Die AfD ist inzwischen die grösste Oppositionsfraktion im Deutschen Bundestag und liegt nach einer aktuellen Umfrage gleichauf mit der Union. Ihren Erfolg verdankt sie überwiegend der Unzufriedenheit der Deutschen mit der Migrationspolitik, zu deren spürbaren Effekten die stark gestiegene Kriminalität, die Explosion der Sozialleistungskosten und die Überlastung des Gesundheitssystems und des Wohnungsmarktes gehören, um nur einige Beispiele zu nennen.
Die Migration bleibt auch weiter beherrschendes Streitthema innerhalb der Grünen. Während junge Grünen-Mitglieder eine Rückkehr zu einer linkeren Migrationspolitik fordern, wünschen sich andere, insbesondere aus dem einflussreichen Landesverband Baden-Württemberg, härtere Positionen. Die Debatte nahm auch am Sonntag breiten Raum ein.
Die geschäftsführende Aussenministerin Annalena Baerbock berichtete, in ihrem Bundesland Brandenburg habe sich der Diskurs nach rechts verschoben, durch die AfD, aber auch durch CDU und SPD. Sie werde dort gefragt, warum die Grünen all die Islamisten ins Land liessen. «Da kommen wir nicht weiter, wenn wir sagen, wir brauchen eine humanere Flüchtlingspolitik», gab Baerbock ihrer Partei mit. Man müsse auch sagen, wen man abschieben wolle, «nämlich Schwerverbrecher und diejenigen, die unser Grundrecht mit Füssen treten».
Dröge will eine klare Brandmauer gegen die AfD
Baerbock rief in Erinnerung, wie viele Fachkräfte Deutschland brauche, und verschwieg, dass es sich bei den Hunderttausenden Migranten, die über das Asylrecht nach Deutschland kommen, zumeist gerade nicht um solche handelt. Während Habeck noch keine konkreten Pläne hat, steht Baerbocks nächster Karriereschritt fest: Sie zieht im Herbst mit ihren Töchtern nach New York und wird für ein Jahr Präsidentin der Generalversammlung der Vereinten Nationen.

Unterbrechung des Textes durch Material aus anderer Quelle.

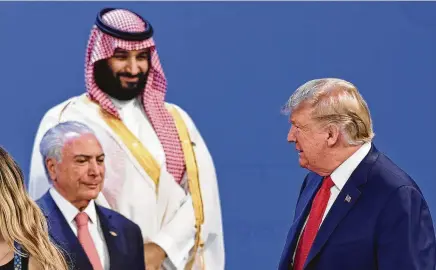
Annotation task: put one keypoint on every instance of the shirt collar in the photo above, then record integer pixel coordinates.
(69, 211)
(343, 172)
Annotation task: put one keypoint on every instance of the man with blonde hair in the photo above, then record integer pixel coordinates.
(356, 209)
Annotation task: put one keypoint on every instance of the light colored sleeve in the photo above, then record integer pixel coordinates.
(38, 181)
(177, 234)
(213, 237)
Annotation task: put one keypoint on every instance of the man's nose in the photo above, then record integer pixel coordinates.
(132, 66)
(291, 135)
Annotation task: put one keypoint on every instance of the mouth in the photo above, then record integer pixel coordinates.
(129, 79)
(92, 186)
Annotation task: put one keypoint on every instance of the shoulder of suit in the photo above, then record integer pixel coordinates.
(389, 175)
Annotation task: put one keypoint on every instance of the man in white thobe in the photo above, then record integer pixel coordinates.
(159, 172)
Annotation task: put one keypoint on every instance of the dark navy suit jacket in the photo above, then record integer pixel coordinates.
(123, 238)
(385, 224)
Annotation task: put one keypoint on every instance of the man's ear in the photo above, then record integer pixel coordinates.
(333, 133)
(50, 164)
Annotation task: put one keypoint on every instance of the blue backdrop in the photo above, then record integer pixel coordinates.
(232, 66)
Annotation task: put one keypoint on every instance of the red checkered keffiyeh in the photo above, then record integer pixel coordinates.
(102, 46)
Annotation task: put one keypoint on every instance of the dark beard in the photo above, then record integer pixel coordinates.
(111, 84)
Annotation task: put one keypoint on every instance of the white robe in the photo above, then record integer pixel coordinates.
(166, 219)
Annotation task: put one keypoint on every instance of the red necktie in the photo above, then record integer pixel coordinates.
(315, 217)
(86, 240)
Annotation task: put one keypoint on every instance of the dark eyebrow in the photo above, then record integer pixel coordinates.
(118, 50)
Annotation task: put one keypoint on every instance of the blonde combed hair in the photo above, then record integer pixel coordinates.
(21, 220)
(338, 102)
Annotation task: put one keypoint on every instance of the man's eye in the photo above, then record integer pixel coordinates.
(120, 57)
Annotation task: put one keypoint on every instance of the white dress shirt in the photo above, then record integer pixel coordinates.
(70, 212)
(340, 177)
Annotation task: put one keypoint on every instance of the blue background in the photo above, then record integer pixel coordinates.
(232, 66)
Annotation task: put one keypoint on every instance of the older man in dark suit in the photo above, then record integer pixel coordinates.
(93, 237)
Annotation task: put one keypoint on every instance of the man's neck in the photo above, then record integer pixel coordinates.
(339, 156)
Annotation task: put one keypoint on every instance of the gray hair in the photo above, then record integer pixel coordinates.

Die Fraktionschefin Katharina Dröge warf dem designierten Kanzler Friedrich Merz vor, die Brandmauer gegen die AfD eingerissen zu haben. «Wir werden diese Haltelinie wieder mehr einfordern müssen», sagte Dröge. Auch sonst gab die 40-Jährige eine kämpferischere Richtung vor: «Vor allen Dingen waren wir zu nett aus meiner Sicht», sagte sie mit Blick auf den Klimaschutz und deutete damit einen Strategiewechsel an, weg vom konsensorientierten «Habeck-Stil», der auf Brückenbauen und gesellschaftliche Bündnisse setzte.